Guest blog by Laura Davies
Yesterday you graduated. I sat in a hall and watched you walk to the stage. You made your way there with some trepidation. Certainly a great deal of excitement. But most importantly, a whole lot of confidence.
My god I’m proud of you. What you’ve been through to get to this stage. I’m not just talking about getting through the last two years of your education during a global pandemic (although that admittedly is impressive). I’m talking about the individual battles each of you has fought. The self-doubt you’ve wrestled with. The personal difficulties each of you have faced. None of you have reached this stage of your lives unscathed.

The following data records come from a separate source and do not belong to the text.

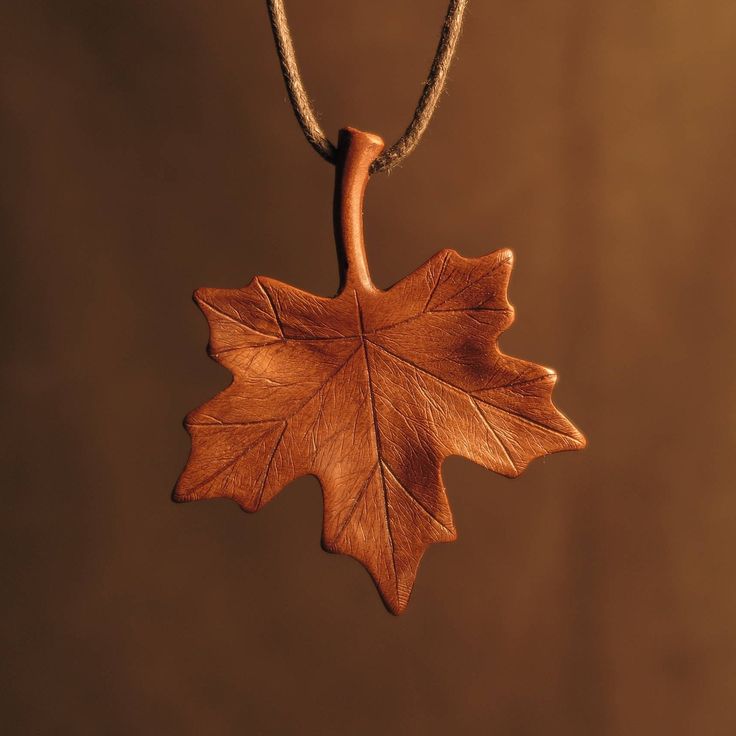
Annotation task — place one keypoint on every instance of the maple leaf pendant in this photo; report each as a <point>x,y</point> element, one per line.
<point>369,391</point>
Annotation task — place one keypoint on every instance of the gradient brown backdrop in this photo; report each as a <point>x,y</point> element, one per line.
<point>147,149</point>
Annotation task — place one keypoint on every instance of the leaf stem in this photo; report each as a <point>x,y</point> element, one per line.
<point>356,151</point>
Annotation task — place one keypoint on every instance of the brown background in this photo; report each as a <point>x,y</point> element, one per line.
<point>147,149</point>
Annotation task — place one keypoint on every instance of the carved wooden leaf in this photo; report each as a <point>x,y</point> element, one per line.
<point>370,391</point>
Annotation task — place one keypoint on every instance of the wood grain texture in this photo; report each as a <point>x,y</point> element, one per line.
<point>369,391</point>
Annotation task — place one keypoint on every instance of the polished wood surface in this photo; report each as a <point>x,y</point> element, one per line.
<point>369,391</point>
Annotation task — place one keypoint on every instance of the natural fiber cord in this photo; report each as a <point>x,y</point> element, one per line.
<point>431,93</point>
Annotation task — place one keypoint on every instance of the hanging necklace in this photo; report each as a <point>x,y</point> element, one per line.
<point>370,390</point>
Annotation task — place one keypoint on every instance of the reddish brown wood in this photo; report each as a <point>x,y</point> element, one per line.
<point>369,391</point>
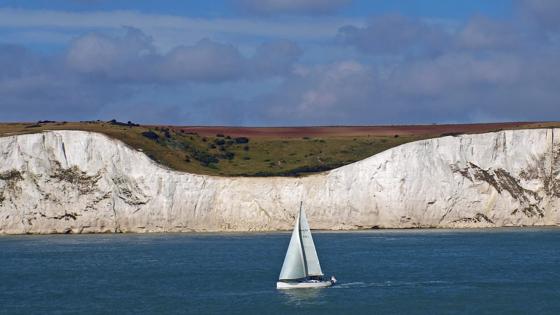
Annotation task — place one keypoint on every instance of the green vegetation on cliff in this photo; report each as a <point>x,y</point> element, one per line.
<point>269,152</point>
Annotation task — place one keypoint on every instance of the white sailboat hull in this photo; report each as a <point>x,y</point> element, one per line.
<point>309,284</point>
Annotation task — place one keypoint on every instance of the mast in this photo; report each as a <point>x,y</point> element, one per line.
<point>301,241</point>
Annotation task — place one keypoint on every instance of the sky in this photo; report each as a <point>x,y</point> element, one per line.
<point>280,62</point>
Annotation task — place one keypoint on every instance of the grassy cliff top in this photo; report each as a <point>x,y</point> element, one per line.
<point>241,151</point>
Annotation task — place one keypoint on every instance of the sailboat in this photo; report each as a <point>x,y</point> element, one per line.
<point>301,268</point>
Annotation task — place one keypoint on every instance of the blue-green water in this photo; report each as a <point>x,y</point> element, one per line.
<point>379,272</point>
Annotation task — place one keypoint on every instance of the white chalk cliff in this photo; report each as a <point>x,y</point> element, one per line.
<point>81,182</point>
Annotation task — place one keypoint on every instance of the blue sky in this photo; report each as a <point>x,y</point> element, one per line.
<point>280,62</point>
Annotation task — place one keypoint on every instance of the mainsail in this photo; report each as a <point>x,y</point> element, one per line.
<point>301,258</point>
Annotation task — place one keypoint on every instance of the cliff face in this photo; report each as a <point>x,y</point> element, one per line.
<point>80,182</point>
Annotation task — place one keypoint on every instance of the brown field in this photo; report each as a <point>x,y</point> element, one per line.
<point>352,131</point>
<point>276,151</point>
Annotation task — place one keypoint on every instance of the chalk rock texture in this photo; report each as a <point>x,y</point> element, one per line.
<point>82,182</point>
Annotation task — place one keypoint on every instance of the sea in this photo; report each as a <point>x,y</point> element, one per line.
<point>490,271</point>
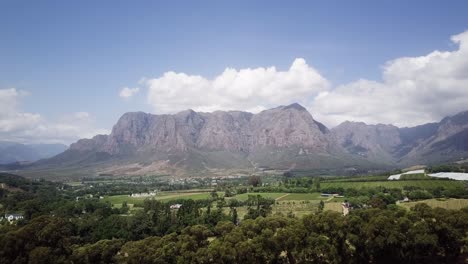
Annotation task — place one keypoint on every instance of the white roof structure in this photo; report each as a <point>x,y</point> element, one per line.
<point>459,176</point>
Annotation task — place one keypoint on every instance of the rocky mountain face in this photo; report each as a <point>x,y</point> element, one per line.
<point>285,137</point>
<point>15,152</point>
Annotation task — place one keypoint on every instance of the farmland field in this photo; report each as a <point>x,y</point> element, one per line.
<point>455,204</point>
<point>424,184</point>
<point>333,207</point>
<point>244,196</point>
<point>302,196</point>
<point>165,196</point>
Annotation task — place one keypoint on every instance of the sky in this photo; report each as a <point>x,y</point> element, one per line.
<point>70,69</point>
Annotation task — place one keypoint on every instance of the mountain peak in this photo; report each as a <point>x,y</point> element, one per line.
<point>295,106</point>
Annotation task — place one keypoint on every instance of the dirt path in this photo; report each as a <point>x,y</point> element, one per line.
<point>277,199</point>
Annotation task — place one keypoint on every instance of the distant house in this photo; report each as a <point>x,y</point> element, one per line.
<point>330,194</point>
<point>176,206</point>
<point>397,176</point>
<point>13,217</point>
<point>346,208</point>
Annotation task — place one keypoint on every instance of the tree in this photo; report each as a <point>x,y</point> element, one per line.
<point>234,217</point>
<point>321,206</point>
<point>255,181</point>
<point>317,183</point>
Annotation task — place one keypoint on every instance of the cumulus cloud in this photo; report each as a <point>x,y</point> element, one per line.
<point>245,89</point>
<point>128,92</point>
<point>19,126</point>
<point>413,90</point>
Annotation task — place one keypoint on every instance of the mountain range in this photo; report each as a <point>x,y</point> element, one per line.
<point>16,152</point>
<point>235,142</point>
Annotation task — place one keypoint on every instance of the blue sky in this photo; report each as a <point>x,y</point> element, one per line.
<point>76,56</point>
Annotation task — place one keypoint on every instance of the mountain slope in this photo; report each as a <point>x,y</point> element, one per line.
<point>15,152</point>
<point>227,142</point>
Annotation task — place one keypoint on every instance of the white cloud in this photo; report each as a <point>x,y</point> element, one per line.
<point>19,126</point>
<point>128,92</point>
<point>414,90</point>
<point>245,89</point>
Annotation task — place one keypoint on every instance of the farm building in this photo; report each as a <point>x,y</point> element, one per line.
<point>459,176</point>
<point>13,217</point>
<point>397,176</point>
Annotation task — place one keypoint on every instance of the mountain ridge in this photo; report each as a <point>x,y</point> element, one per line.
<point>284,137</point>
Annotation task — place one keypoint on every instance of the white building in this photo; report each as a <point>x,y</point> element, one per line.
<point>397,176</point>
<point>459,176</point>
<point>176,206</point>
<point>13,217</point>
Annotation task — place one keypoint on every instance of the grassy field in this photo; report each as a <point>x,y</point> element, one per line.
<point>244,196</point>
<point>302,196</point>
<point>455,204</point>
<point>333,206</point>
<point>164,196</point>
<point>425,184</point>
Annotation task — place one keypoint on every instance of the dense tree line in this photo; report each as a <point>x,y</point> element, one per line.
<point>60,229</point>
<point>395,235</point>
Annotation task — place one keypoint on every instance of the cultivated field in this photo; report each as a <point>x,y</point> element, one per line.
<point>455,204</point>
<point>424,184</point>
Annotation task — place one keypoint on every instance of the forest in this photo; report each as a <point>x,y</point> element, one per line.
<point>58,228</point>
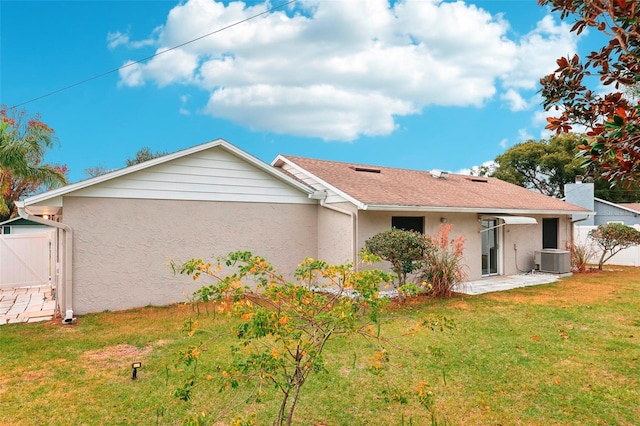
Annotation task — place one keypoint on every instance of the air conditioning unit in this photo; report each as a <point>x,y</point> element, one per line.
<point>553,260</point>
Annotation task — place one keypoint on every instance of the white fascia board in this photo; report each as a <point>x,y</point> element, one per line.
<point>618,206</point>
<point>59,192</point>
<point>518,220</point>
<point>282,159</point>
<point>482,210</point>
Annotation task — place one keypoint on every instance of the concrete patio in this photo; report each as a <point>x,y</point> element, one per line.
<point>507,282</point>
<point>26,304</point>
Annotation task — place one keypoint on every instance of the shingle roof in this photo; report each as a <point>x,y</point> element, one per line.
<point>630,206</point>
<point>403,187</point>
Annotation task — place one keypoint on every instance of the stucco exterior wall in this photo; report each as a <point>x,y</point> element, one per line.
<point>122,248</point>
<point>517,242</point>
<point>335,235</point>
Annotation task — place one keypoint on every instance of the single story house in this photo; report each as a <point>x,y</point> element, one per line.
<point>119,231</point>
<point>582,194</point>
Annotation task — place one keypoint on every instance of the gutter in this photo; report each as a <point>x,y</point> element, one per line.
<point>67,274</point>
<point>322,196</point>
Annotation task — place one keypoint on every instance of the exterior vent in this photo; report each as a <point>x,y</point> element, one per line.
<point>477,179</point>
<point>366,170</point>
<point>440,174</point>
<point>553,260</point>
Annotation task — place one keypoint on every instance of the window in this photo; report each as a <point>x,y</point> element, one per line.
<point>408,223</point>
<point>550,233</point>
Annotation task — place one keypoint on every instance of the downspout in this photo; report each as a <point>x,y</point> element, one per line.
<point>354,221</point>
<point>67,242</point>
<point>573,227</point>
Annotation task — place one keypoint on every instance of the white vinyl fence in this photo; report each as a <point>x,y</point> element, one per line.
<point>26,259</point>
<point>627,257</point>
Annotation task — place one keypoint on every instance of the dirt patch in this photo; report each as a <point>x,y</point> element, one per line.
<point>564,293</point>
<point>117,354</point>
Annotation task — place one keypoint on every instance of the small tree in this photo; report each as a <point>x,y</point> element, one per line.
<point>24,141</point>
<point>612,238</point>
<point>286,325</point>
<point>403,249</point>
<point>442,268</point>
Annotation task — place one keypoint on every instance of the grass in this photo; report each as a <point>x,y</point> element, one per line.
<point>565,353</point>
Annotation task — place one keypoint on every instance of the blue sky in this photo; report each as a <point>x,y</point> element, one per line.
<point>414,84</point>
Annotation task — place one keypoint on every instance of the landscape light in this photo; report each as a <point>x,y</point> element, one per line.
<point>135,367</point>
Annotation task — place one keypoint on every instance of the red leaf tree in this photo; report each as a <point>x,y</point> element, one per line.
<point>612,141</point>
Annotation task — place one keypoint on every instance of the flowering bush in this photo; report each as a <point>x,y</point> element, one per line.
<point>403,249</point>
<point>442,267</point>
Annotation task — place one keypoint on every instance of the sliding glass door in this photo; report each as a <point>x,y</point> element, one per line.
<point>489,246</point>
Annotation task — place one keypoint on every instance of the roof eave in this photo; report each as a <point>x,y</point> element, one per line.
<point>483,210</point>
<point>280,159</point>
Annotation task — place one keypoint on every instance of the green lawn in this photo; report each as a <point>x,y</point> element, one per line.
<point>565,353</point>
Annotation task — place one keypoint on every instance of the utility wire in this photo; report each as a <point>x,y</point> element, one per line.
<point>154,55</point>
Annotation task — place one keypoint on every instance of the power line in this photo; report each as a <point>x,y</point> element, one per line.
<point>154,55</point>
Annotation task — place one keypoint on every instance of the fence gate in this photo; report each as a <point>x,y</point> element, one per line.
<point>26,259</point>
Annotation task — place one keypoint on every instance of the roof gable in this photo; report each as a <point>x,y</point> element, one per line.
<point>392,188</point>
<point>215,171</point>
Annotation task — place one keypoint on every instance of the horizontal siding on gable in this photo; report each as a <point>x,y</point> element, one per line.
<point>213,175</point>
<point>332,197</point>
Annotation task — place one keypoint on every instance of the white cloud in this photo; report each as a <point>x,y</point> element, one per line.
<point>117,38</point>
<point>537,52</point>
<point>524,135</point>
<point>341,69</point>
<point>183,105</point>
<point>514,100</point>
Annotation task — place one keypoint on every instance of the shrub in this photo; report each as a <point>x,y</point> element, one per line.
<point>403,249</point>
<point>442,268</point>
<point>612,238</point>
<point>581,255</point>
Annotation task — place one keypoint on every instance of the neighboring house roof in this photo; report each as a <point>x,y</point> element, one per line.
<point>51,201</point>
<point>385,188</point>
<point>635,207</point>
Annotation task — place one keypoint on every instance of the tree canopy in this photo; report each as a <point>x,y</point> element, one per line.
<point>612,119</point>
<point>547,165</point>
<point>24,141</point>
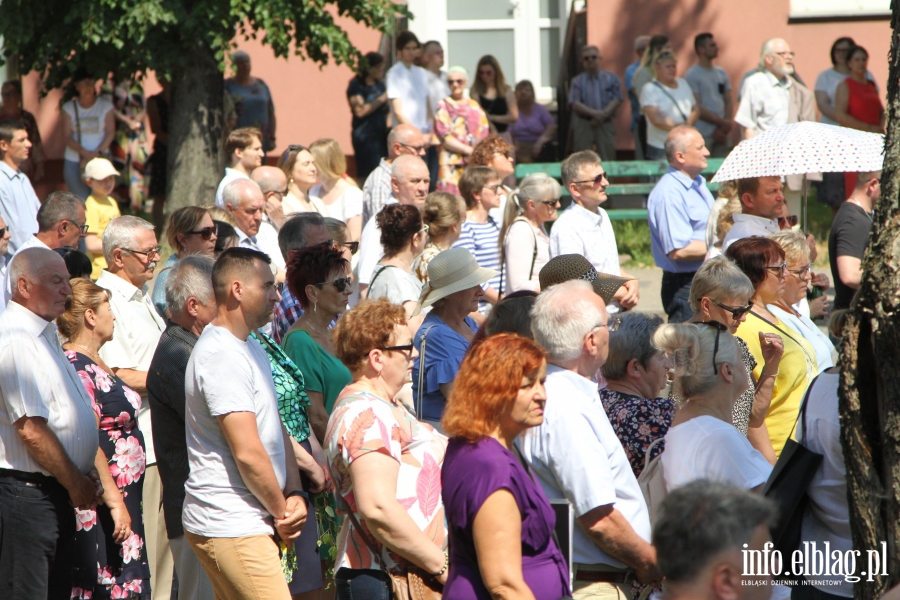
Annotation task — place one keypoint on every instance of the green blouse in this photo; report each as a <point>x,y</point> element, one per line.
<point>323,372</point>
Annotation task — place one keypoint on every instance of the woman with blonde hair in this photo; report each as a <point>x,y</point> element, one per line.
<point>497,99</point>
<point>523,241</point>
<point>299,167</point>
<point>444,215</point>
<point>335,195</point>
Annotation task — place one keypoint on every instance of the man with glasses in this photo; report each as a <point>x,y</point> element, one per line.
<point>594,96</point>
<point>60,223</point>
<point>18,202</point>
<point>132,253</point>
<point>403,139</point>
<point>611,545</point>
<point>585,229</point>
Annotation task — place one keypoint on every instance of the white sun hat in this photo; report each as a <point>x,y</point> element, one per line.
<point>452,271</point>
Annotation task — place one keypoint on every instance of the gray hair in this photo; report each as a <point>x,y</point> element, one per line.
<point>700,520</point>
<point>121,232</point>
<point>570,169</point>
<point>190,277</point>
<point>559,321</point>
<point>719,279</point>
<point>692,348</point>
<point>59,206</point>
<point>292,235</point>
<point>632,340</point>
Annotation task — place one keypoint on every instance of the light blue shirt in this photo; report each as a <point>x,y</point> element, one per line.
<point>18,206</point>
<point>678,209</point>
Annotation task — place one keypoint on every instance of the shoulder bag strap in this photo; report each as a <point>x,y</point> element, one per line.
<point>664,91</point>
<point>421,395</point>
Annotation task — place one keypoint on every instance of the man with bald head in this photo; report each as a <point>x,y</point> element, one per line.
<point>409,185</point>
<point>48,432</point>
<point>677,211</point>
<point>403,139</point>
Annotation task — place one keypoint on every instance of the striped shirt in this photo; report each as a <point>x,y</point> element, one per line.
<point>481,240</point>
<point>36,380</point>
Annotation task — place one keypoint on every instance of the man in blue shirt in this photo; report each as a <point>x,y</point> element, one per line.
<point>640,44</point>
<point>678,209</point>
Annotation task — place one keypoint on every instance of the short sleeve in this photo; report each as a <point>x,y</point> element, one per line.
<point>304,352</point>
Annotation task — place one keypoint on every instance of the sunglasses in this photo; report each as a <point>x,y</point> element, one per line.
<point>736,311</point>
<point>341,284</point>
<point>788,222</point>
<point>719,329</point>
<point>206,233</point>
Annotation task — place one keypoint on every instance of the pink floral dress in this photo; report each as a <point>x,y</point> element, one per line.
<point>103,568</point>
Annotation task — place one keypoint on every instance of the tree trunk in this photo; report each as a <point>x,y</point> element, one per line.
<point>196,122</point>
<point>870,376</point>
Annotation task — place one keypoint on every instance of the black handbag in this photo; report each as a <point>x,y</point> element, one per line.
<point>788,484</point>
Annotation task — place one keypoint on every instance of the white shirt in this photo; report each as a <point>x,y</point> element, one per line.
<point>765,101</point>
<point>38,381</point>
<point>230,175</point>
<point>708,448</point>
<point>827,518</point>
<point>226,375</point>
<point>137,330</point>
<point>370,249</point>
<point>410,86</point>
<point>749,226</point>
<point>18,206</point>
<point>576,455</point>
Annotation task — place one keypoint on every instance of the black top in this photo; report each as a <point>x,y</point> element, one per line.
<point>497,106</point>
<point>849,237</point>
<point>165,389</point>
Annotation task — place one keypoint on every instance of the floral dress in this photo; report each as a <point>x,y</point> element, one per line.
<point>104,569</point>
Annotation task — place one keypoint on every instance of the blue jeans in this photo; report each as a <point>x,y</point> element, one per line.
<point>362,584</point>
<point>72,177</point>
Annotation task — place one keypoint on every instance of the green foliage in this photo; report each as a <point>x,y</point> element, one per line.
<point>129,37</point>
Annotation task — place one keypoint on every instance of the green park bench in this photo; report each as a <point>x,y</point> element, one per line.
<point>619,170</point>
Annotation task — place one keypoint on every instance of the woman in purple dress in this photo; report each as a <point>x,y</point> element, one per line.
<point>110,557</point>
<point>500,521</point>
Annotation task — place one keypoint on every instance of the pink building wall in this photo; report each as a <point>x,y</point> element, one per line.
<point>740,28</point>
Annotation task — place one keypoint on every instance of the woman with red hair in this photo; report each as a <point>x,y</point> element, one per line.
<point>500,521</point>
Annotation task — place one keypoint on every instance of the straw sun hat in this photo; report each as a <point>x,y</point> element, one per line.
<point>452,271</point>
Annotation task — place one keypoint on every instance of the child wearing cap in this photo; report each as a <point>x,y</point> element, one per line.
<point>99,209</point>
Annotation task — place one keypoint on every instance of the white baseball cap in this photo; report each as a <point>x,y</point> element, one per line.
<point>99,168</point>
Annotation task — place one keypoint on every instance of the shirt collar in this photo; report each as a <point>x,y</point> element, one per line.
<point>116,284</point>
<point>27,320</point>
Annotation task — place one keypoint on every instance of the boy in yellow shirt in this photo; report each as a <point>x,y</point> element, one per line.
<point>99,209</point>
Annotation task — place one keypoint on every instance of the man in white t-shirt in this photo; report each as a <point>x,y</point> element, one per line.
<point>243,151</point>
<point>611,545</point>
<point>409,185</point>
<point>244,485</point>
<point>712,89</point>
<point>407,86</point>
<point>584,227</point>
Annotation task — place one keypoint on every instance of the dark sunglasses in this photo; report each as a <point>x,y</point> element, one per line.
<point>206,232</point>
<point>719,329</point>
<point>341,284</point>
<point>736,311</point>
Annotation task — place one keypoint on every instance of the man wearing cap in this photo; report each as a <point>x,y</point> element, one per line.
<point>677,211</point>
<point>18,202</point>
<point>611,545</point>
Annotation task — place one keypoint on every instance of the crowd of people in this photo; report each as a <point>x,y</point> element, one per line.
<point>378,386</point>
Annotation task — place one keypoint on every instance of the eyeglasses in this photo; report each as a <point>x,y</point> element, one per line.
<point>778,270</point>
<point>596,181</point>
<point>206,233</point>
<point>787,222</point>
<point>719,329</point>
<point>341,284</point>
<point>81,226</point>
<point>736,311</point>
<point>148,253</point>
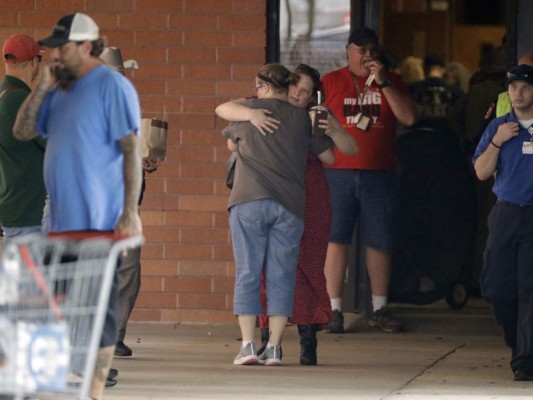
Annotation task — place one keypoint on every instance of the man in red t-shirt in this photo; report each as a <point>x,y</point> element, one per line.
<point>369,102</point>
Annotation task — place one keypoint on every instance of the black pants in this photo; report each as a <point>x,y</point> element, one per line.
<point>507,277</point>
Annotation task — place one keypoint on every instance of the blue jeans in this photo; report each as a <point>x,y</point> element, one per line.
<point>265,237</point>
<point>507,277</point>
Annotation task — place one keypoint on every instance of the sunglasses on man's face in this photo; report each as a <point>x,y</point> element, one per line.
<point>310,71</point>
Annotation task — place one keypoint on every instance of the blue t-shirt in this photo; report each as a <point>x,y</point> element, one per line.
<point>83,165</point>
<point>513,180</point>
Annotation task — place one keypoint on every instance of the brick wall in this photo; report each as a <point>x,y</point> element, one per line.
<point>192,55</point>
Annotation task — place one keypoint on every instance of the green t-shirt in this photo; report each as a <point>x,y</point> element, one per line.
<point>22,191</point>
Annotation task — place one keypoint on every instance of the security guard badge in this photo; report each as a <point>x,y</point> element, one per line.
<point>527,148</point>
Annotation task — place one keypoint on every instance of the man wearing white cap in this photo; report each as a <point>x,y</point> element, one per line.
<point>90,116</point>
<point>22,192</point>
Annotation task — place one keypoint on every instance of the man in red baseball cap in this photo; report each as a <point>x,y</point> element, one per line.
<point>22,191</point>
<point>20,48</point>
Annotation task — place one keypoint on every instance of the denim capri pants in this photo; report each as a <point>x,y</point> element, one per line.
<point>266,237</point>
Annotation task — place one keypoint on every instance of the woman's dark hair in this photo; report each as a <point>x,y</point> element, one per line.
<point>304,69</point>
<point>276,75</point>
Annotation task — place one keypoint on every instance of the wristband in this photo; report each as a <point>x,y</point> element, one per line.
<point>498,147</point>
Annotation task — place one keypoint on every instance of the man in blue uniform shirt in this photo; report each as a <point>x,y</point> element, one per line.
<point>506,151</point>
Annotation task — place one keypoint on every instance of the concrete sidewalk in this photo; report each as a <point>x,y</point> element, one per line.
<point>445,354</point>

I’m sorry for that. Like an overprotective parent, I wish I could wrap you up, and keep you safe. But I know that I can’t.
Earlier this week, a former student of mine suddenly and tragically passed away. Like you, he had his whole life ahead of him. I vividly remember his cheeky smile, his energy, the way he lit up a room. How much his parents and friends loved him. His death has devastated me. And so, watching you reach this rite of passage so soon afterwards has been somewhat bittersweet. I am filled with happiness for you, whilst simultaneously grieving a senseless and inexplicable loss. It has also reminded me once again, that we cannot take any of this for granted. No one knows what the future holds. We can only hope for the best, whilst appreciating the here and now.
The relationship between teacher and student cannot be easily defined. We talk of care. Of respect. Of building trust and rapport. But rarely about love.
But how can these things – relationships, trust, care – exist without love?
My job has been to teach you, yes. But it has been so much more than that. I have heard you talk about your hopes and dreams, and imagined them with you. I have felt deeply your sadness and disappointment at every setback. I have lain awake wondering how best to help you. I have been angry on your behalf. Argued for you. Protected you when I could.
Is that not love?
For a reason unbeknown to me, we like to restrict this idea of ‘love’. We understand romantic love. Familial love. The love between a parent and child. We are comfortable with that. But over the last few years, I have spent more time with you than my own family. I have seen you almost everyday, at your best and worst, and everything in between. I have celebrated every success you have enjoyed, no matter how big or small.
Is that not love?
Let me be clear then. Your teachers love you. We see you. We know you are not perfect, and never expected you to be (even though we might pretend sometimes). More than once you’ve messed up, let us down, broken our trust, or fallen short. But usually you’ve made up for it. Apologised. Owned your mistakes. Forgiven us for ours. Grown and matured.
And what a privilege to witness that growth. I have been more invested in your journey than you will ever know, cheering you on at the sidelines – sometimes loudly, so that you’ll know, other times quietly, willing you on under my breath and in my thoughts.
And now it’s time to let you go.
I am excited for you. I am scared for you. I want you to have only good things, experiences and success. I want you to meet people who will truly appreciate you and what you have to offer. I don’t want you to experience pain, betrayal or grief. Although I know that you will. To live is to experience pain. But there will also be moments of great joy, wonder and happiness.
I hope you know more joy than pain.
I hope that whatever life throws at you, you can cope with it. I believe that you will.
We might stay in touch. I hope we do, even if it’s just hearing in passing what you’re up to. Or this might be it. You may go off into the world, and never look back. That’s ok too.
Whatever you do, know that it won’t change how I feel about you. It won’t stop me thinking of you often, and wondering how you are. It won’t stop me feeling proud of your achievements and successes, and willing you to overcome the failures, heartbreaks and setbacks you will inevitably experience.
Whatever happens, remember that there is someone who has absolute faith in your ability to push forward. Who will always think of you with love, and hope, no matter what you do or where life takes you.